2.4. Multimodal-Based Methods

Other studies have utilized data from various sensors such as cameras, accelerometers, radars, vital signs, gyroscopes, and magnetometers to detect falls or recognize actions [23,24,25,26,27]. In these studies, falls were detected in a multimodal context by extracting features from signals acquired from two or more sensors and then aggregating these features to be used as input for the classifiers. Multimodal-based approaches can achieve high accuracy by integrating data from various sensors. However, processing time may be compromised as values from different sensors need to be aligned and handled, and the system design can become more complex. The advantages and disadvantages of detecting falls using various sensors, as well as the strengths and weaknesses of various vision-based fall detection algorithms under investigation in this paper, are summarized in Table 1 and Table 2, respectively.

3. Fall Detection System

3.1. Person Detection

The complete process of the proposed system is depicted in Figure 1. The initial step in the proposed fall detection method is person detection. The inference speed of each module is important for real-time fall detection. Therefore, in this study, the YOLO model [28,29,33], a highly regarded real-time detector, was employed for person detection. This allows for the rapid transfer of person detection results to the pose-estimation module. YOLO [33] was designed to overcome the slow inference speed of two-stage detectors. It performs bounding-box regression and classification of the feature maps obtained by passing the CNN without requiring separate region proposals. This approach addresses the low detection speed observed in previous models. In this system, YOLO, which is known for its fast detection speed, was used to construct a real-time fall detection system. A pre-trained YOLOv3 was first employed to detect persons. However, the pre-trained YOLOv3 struggled to effectively detect fallen persons. Consequently, YOLOv7, an enhanced version, was used to conduct additional experiments. YOLOv3 [28] employs a residual connection-based backbone for feature extraction. It regresses the bounding box onto feature maps of various resolutions. YOLOv7 [29] employs a concatenation-based backbone that reuses features learned from previous layers, thus increasing the parameter efficiency. YOLOv7 also embraces the neural architecture search (NAS) to achieve an efficient model through scaling. YOLOv7 exhibits a better Pareto front than YOLOv3. The results of person detection using YOLOv3 and YOLOv7 are shown in Figure 2. Only the region containing the participants was defined as a region of interest, and person detection was performed in this area, as shown in Figure 2.
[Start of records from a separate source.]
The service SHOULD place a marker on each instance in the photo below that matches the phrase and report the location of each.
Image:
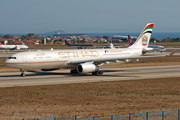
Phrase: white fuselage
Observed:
(158, 48)
(66, 58)
(12, 47)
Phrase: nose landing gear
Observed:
(22, 74)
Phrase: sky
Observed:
(88, 16)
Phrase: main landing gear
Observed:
(73, 71)
(99, 72)
(22, 74)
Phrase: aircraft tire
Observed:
(100, 72)
(23, 75)
(73, 71)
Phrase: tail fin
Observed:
(144, 38)
(130, 41)
(66, 42)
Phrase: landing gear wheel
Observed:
(73, 71)
(100, 72)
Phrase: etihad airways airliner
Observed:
(12, 47)
(81, 60)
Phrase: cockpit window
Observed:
(11, 57)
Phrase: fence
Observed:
(168, 115)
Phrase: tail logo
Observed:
(144, 40)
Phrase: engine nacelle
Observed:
(87, 68)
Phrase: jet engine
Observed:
(87, 68)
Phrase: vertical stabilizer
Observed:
(130, 41)
(144, 38)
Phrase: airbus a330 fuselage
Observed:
(81, 61)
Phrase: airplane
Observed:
(157, 48)
(13, 47)
(123, 37)
(79, 46)
(84, 60)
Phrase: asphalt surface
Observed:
(110, 74)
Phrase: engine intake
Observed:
(87, 68)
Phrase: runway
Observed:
(110, 74)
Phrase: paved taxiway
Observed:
(110, 74)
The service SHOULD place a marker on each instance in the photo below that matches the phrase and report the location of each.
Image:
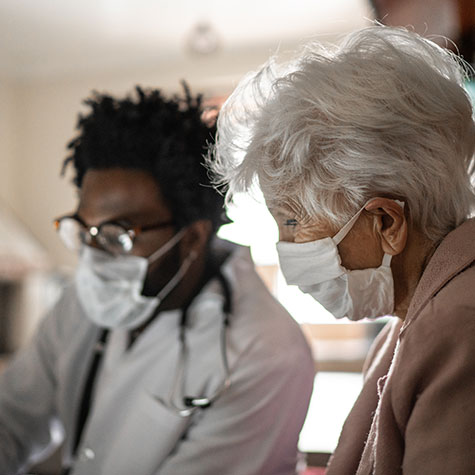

3.2. Skeleton-Based Feature Extraction

Detecting falls using a skeleton-based approach has the advantage of preventing the learning of irrelevant information such as the background, thus leading to exceptional generalization performance. Furthermore, skeleton-based methods offer the advantage of enabling individualized fall detection for multiple individuals within a single video. In this study, the pre-trained AlphaPose [30] and ViTPose [31] were used to obtain skeleton data, and their respective results were compared. AlphaPose uses a CNN-based architecture to generate skeleton data as its output, whereas ViTPose employs the encoder structure of ViT [32] as its backbone. CNNs are among the most effective approaches for extracting features from images. However, very recently, research has demonstrated better performance in image feature extraction using the transformer [34] architecture than that achieved with models based on CNNs. This trend has prompted the development of ViTPose, which leverages the ViT structure as a complementary solution to the CNN-based AlphaPose to enhance pose estimation. These models produce 17 key points as their outputs. We utilized 13 key points, excluding the eyes and ears from both sides as these have a relatively minor impact on fall detection results. We compared the experimental outcomes of AlphaPose and ViTPose using the selected key points. Figure 3 shows an example of the skeleton output obtained using AlphaPose v0.2.0 and ViTPose.

3.3. Classification

In the proposed system, the classifier uses the key points obtained from the pose estimation module as inputs to classify the actions of the detected persons in the image as either falling or as normal behavior. Using these key points as inputs instead of all RGB pixels in the video prevents overfitting, thereby improving generalization performance. Falls occur because of a series of movements in which balance is lost and the body makes contact with the ground. To recognize such temporal changes in movements, it is crucial for the classifier to understand not only individual images but also how changes unfold in a video. In each video frame, the classifier should learn the configuration of the person’s body and understand how the body arrangement changes across consecutive frames. Therefore, we employed ST-GCN [35] as the classifier. This choice was motivated by its ability to grasp the formation of the body in each video frame and capture how the body’s structure evolves over successive frames. In ST-GCN, the skeleton coordinates are organized into graph-formatted data for input. This model recognizes the spatial patterns between the key points in the skeleton graph data obtained from each frame, and detects the temporal patterns between skeleton graph data acquired from multiple frames. By utilizing both spatial and temporal information, ST-GCN can detect falls effectively. The operating process of the ST-GCN is shown in Figure 4.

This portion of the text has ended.